Ara öğünler oluşturun!

Yaz ayları ve Ramazan’dan sonra sağlıklı ve günlük beslenmeye dönüldüğünde, hem aldığımız fazla enerjiyi harcamak, metabolizmamızı düzenlemek için gün boyunca bireye özgü uygun porsiyon ölçüleri ile 3 ana öğün ve 3 ara öğün düzenini öğün atlamadan sağlamak gerekir. İki-üç saat aralıklarla beslenme planı hazırlamak ve akşam yemeğini geç saatlere bırakmamakta fayda var. Ara öğünler; de taze ve kuru meyveler, süt veya süt ürünleri, tahıllı ekmek, peynir, diyet bisküvisi gibi besinlerden oluşturulmalı. Gün boyunca sebze ve meyve tüketimine özen gösterilerek, en az 5 porsiyon tüketilmesi öneriliyor.

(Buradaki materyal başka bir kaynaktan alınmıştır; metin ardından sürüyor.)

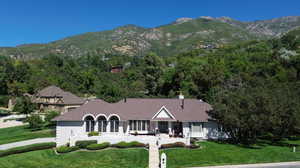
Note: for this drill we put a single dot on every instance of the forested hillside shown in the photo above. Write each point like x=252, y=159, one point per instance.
x=183, y=35
x=253, y=86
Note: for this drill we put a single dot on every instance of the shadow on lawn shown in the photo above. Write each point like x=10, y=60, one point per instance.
x=261, y=143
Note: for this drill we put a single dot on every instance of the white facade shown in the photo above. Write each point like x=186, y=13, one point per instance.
x=72, y=131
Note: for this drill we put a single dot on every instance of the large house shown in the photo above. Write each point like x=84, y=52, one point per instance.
x=54, y=98
x=140, y=119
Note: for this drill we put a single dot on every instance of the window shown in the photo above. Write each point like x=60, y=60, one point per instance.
x=138, y=125
x=196, y=127
x=143, y=125
x=114, y=124
x=102, y=124
x=89, y=124
x=134, y=125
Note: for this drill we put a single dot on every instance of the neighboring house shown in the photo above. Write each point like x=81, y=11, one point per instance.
x=54, y=98
x=177, y=118
x=116, y=69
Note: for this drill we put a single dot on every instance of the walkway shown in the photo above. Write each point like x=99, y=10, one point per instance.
x=153, y=156
x=27, y=142
x=265, y=165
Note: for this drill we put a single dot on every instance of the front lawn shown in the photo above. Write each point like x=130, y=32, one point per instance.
x=110, y=158
x=213, y=153
x=21, y=133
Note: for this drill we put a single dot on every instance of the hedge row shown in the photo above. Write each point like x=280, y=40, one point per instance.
x=98, y=146
x=84, y=144
x=28, y=148
x=92, y=145
x=4, y=100
x=132, y=144
x=178, y=145
x=66, y=149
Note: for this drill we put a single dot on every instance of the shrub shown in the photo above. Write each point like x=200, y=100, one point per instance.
x=4, y=100
x=129, y=144
x=98, y=146
x=27, y=148
x=35, y=122
x=93, y=133
x=193, y=146
x=84, y=144
x=66, y=149
x=24, y=106
x=4, y=112
x=49, y=116
x=173, y=145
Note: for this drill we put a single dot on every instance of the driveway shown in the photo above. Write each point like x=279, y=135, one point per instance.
x=27, y=142
x=267, y=165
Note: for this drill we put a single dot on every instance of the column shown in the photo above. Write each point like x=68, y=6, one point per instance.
x=170, y=127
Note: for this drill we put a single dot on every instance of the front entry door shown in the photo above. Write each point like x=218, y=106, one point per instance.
x=163, y=127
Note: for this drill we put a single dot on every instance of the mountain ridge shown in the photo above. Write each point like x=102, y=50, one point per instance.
x=181, y=35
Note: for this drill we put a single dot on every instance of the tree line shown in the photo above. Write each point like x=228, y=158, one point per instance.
x=252, y=86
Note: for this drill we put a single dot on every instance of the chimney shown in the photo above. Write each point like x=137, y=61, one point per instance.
x=181, y=97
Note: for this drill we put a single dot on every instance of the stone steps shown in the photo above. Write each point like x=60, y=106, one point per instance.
x=153, y=156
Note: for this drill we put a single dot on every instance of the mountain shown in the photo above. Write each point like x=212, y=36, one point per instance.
x=182, y=35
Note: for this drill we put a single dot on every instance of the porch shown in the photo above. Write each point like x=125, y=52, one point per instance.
x=116, y=138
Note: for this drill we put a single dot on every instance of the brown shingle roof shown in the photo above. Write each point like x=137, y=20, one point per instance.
x=141, y=109
x=54, y=91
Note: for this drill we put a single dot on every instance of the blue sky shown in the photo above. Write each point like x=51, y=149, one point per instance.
x=41, y=21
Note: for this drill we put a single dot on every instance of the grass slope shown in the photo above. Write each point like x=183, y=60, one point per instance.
x=20, y=133
x=225, y=154
x=111, y=158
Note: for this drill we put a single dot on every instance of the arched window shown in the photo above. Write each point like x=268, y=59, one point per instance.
x=114, y=124
x=89, y=124
x=102, y=123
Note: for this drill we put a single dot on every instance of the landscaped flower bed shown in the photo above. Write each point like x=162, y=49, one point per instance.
x=179, y=145
x=27, y=148
x=92, y=145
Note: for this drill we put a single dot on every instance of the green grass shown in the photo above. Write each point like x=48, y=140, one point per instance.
x=213, y=153
x=21, y=133
x=110, y=158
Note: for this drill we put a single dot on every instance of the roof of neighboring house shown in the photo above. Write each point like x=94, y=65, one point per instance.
x=141, y=109
x=54, y=91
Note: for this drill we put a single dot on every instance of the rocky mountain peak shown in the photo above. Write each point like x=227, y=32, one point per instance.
x=182, y=20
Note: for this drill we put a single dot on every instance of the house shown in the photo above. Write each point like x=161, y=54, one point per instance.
x=54, y=98
x=116, y=69
x=137, y=119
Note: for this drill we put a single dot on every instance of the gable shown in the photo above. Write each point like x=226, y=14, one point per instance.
x=163, y=113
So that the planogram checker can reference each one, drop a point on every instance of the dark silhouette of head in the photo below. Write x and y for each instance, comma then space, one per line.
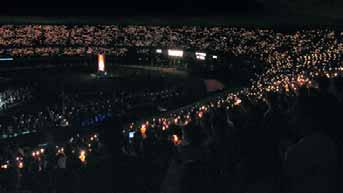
193, 134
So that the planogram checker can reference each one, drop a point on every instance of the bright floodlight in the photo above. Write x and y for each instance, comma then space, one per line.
101, 62
177, 53
200, 56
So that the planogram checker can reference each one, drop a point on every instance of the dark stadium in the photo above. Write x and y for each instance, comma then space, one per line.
171, 97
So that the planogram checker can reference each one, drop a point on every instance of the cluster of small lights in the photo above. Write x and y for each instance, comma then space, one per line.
38, 153
285, 71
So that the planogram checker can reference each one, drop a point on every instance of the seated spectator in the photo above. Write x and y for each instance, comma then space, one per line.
190, 152
311, 163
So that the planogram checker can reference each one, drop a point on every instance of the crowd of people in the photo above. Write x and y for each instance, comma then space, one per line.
258, 139
55, 167
14, 96
83, 110
284, 143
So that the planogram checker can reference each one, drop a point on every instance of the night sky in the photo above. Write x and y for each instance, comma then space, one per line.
129, 7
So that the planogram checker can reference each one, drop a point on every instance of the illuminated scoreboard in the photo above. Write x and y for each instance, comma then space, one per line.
101, 63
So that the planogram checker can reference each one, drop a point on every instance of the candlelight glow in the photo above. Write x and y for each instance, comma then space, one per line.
175, 139
101, 62
82, 156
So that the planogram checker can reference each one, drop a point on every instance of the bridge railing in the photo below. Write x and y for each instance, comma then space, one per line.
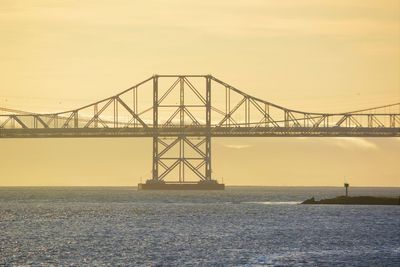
230, 108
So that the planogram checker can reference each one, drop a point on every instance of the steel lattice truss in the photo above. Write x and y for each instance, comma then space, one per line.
182, 112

Vitamin ve mineralleri unutmayın

Günlük gereksinimlermizi karşılayacak şekilde vitamin ve mineral alımı da önemlidir. Eğer yetersiz ve/veya dengesiz tüketim varsa uygun öneriler sunularak eksiklikler giderilmelidir. Özellikle A, E, C gibi antioksidant vitaminler ve B Vitaminleri ile niasin, folik asit gibi vitaminler, enerji oluşumda aktif rol almalarından dolayı çok önemlidir. B grubu vitaminler, metabolizmamızın çalışmasını sağlayan, etkin ve doğru enerji üretiminde görev alan enzimlerin yapısına katılmaktadırlar. Bu vitaminlerin eksikliğinde; yorgunluk, halsizlik, sinir ve sindirim sisteminde bozukluklar, kansızlık, vücut direncinin azalması, ödem gibi eksiklik belirtilerinin yanında enerji üretiminde bozukluklar meydana gelmektedir. Kısacası bu durum, enerji üretimine engel olunmakta ve metabolizmanın bozulmasıyla sonuçlanmakdır.

Haberin Devamı

Krom’un önemi

Aynı zamanda çinko, kalsiyum, potasyum, magnezyum, bakır, krom gibi minerallerin metabolizmamız üzerinde etkileri büyüktür. Örneğin minerallerden krom; enzim yapılarına katılmasının yanında insülin hormonunun (şekerin vücudumuzda kullanılmasını sağlayan hormon) çalışmasını etkileyerek, uyarmakta ve Glikoz Tolerans Faktörü’nün yapısına katılmaktadır. Yani karbonhidrat metabolizmasında; kandaki şeker seviyesinin dengelenmesiyle, glikozun etkin bir şekilde kullanılmasına ve buna bağlı olarak iştah kontrölüne yardımcı olmaktadır.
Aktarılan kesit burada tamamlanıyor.